Für Zukunftsvisionen ist also ob der prekären Lage keine Luft. Und es gibt sie doch. „Wir würden gerne Schulträger werden, um unsere Vision von Bildungsgerechtigkeit aus einer Hand zu verwirklichen“, so Redding und Schauen. Neue Initiativen zur Klimagerechtigkeit will In Via möglichst schnell realisieren. „Etwa ein Lastenrad, das günstig auch von sozial schwachen Familien ausgeliehen werden kann“, so Redding. 

Unterdessen freut sich Katja Schauen mit dem Küchenteam, das gerade eine kleine Pause macht,  über einen der vielen kleinen und großen Erfolge. „Ein Junge aus einem benachteiligten Wohnviertel hatte bei uns zum ersten Mal in seinem Leben gelbe Wachsbohnen als Salat gegessen", schildert der Küchenchef. „Weil eine OGS-Mitarbeiterin die liebevoll auf den Tellern drapiert hatte, waren das für ihn ‚Dekoböhnchen‘. Er nennt sie bis heute so - sie wurden sein Lieblingsessen.“


In Via - Entstehung vor 125 Jahren

Armut, geringe Bildung und Arbeitslosigkeit führten Ende des 19. Jahrhunderts zu großen Wanderbewegungen junge Mädchen und Frauen vom Land in die Städte. Alle Habseligkeiten  in einem Handkoffer dabei, kamen die nach Ende der Schule oft erst 14-jährgen Mädchen auch in Köln am Hauptbahnhof an.

Zwei junge Frauen laufen mit je einem Koffer in der Hand über einen matschigen Platz am Hauptbahnhof.

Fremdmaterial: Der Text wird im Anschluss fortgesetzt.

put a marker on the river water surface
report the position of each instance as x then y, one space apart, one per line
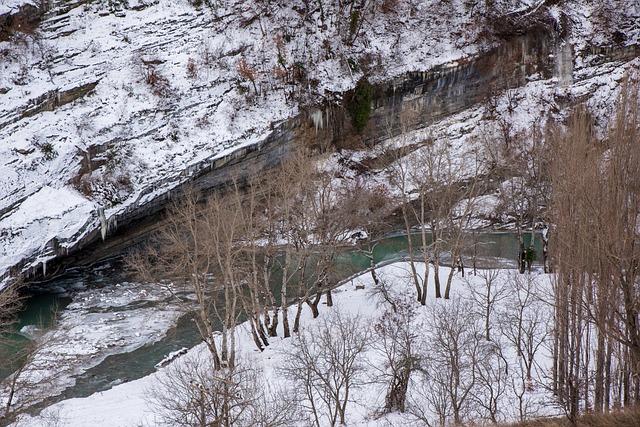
104 300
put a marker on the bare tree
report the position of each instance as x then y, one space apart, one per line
492 382
450 371
524 318
397 342
487 297
188 393
327 363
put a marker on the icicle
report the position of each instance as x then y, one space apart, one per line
103 223
316 116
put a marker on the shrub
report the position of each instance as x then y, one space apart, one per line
359 106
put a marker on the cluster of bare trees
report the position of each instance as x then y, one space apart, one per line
437 196
596 206
24 374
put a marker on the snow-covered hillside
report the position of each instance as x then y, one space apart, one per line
496 376
108 104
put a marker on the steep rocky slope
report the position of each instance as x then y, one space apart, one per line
108 107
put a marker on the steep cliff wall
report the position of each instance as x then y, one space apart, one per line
413 101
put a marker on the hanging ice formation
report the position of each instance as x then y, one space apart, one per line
316 116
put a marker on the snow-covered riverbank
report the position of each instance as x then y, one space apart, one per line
131 403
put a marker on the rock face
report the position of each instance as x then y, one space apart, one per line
25 19
411 102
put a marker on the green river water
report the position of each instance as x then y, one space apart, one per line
58 293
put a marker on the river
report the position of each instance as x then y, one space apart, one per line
108 292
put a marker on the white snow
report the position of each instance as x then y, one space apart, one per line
145 136
128 404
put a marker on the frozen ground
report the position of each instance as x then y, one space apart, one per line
129 404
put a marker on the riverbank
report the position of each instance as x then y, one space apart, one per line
130 403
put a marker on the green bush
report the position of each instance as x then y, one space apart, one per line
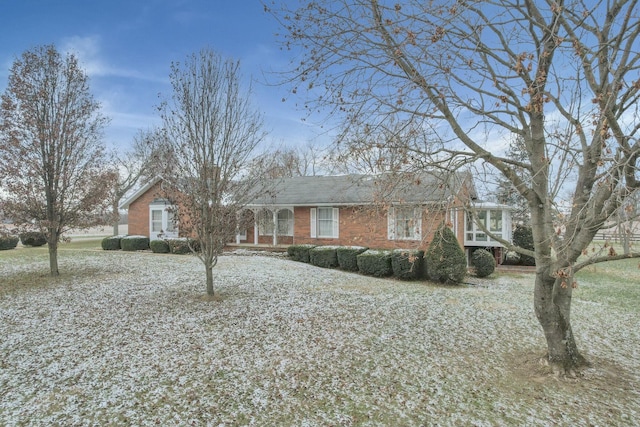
323 256
375 263
134 243
347 257
33 238
445 261
159 247
407 264
180 245
483 262
523 237
300 252
111 243
8 242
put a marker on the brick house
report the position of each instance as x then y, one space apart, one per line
349 210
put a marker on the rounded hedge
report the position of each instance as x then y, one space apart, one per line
300 252
445 261
483 262
33 238
323 256
523 237
111 243
180 245
347 257
407 264
159 247
375 263
134 243
8 242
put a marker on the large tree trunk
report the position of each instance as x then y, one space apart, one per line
552 301
53 256
116 219
209 269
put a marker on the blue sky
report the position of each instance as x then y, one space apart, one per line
127 46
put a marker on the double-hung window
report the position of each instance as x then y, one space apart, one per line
404 223
325 222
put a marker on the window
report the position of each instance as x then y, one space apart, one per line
325 222
404 223
162 220
265 223
285 222
491 219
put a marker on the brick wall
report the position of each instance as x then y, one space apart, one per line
364 226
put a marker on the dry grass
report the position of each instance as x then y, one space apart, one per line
127 338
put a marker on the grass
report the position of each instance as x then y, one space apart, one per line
126 338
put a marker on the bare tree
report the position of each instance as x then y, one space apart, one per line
563 76
133 166
212 130
52 163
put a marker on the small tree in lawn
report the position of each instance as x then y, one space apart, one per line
211 131
52 164
560 76
445 261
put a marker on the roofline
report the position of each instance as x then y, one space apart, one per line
139 192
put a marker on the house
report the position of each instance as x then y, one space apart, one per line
379 211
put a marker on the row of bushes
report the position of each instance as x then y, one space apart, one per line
443 262
29 238
179 246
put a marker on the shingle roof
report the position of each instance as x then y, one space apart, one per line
424 188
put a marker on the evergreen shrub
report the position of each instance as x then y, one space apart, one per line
523 237
444 260
483 262
134 243
375 263
8 242
347 257
300 252
323 256
407 264
33 238
111 243
159 246
180 245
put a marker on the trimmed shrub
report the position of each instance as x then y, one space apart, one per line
300 252
8 242
483 262
407 264
375 263
180 245
523 237
511 258
111 243
323 256
159 247
347 257
444 260
33 238
134 243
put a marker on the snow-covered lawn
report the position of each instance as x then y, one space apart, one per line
128 339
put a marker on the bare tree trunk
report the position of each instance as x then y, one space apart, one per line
53 256
209 269
552 302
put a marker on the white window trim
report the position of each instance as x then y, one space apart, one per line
391 224
335 218
154 235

Am Hauptbahnhof im Schatten des Domes angekommen, hatten viele junge Frauen keine Anlaufstelle.

Viel kamen aus der Eifel, dem Hunsrück oder dem Bergischen Land. Hier wurden sie von Männern erwartet, die sie mit Versprechungen zum Mitgehen bewegten; Ausbeutung und Prostitution waren Folgen. 1889 schlossen sich in Köln katholische Frauen unter der Leitung von Jeanne Trimborn zu einem Verband zusammen, um die Mädchen zu schützen. Sie boten ihnen Unterkunft in Schwesternhäusern, vermittelten ihnen Arbeitsplätze und Fortbildungen und kämpften gegen die organisierten Mädchenhändler. Aus der Damen-Union wurde der Marianische Schutzverein, eine Vorläufer der heutigen Bezeichnung In Via.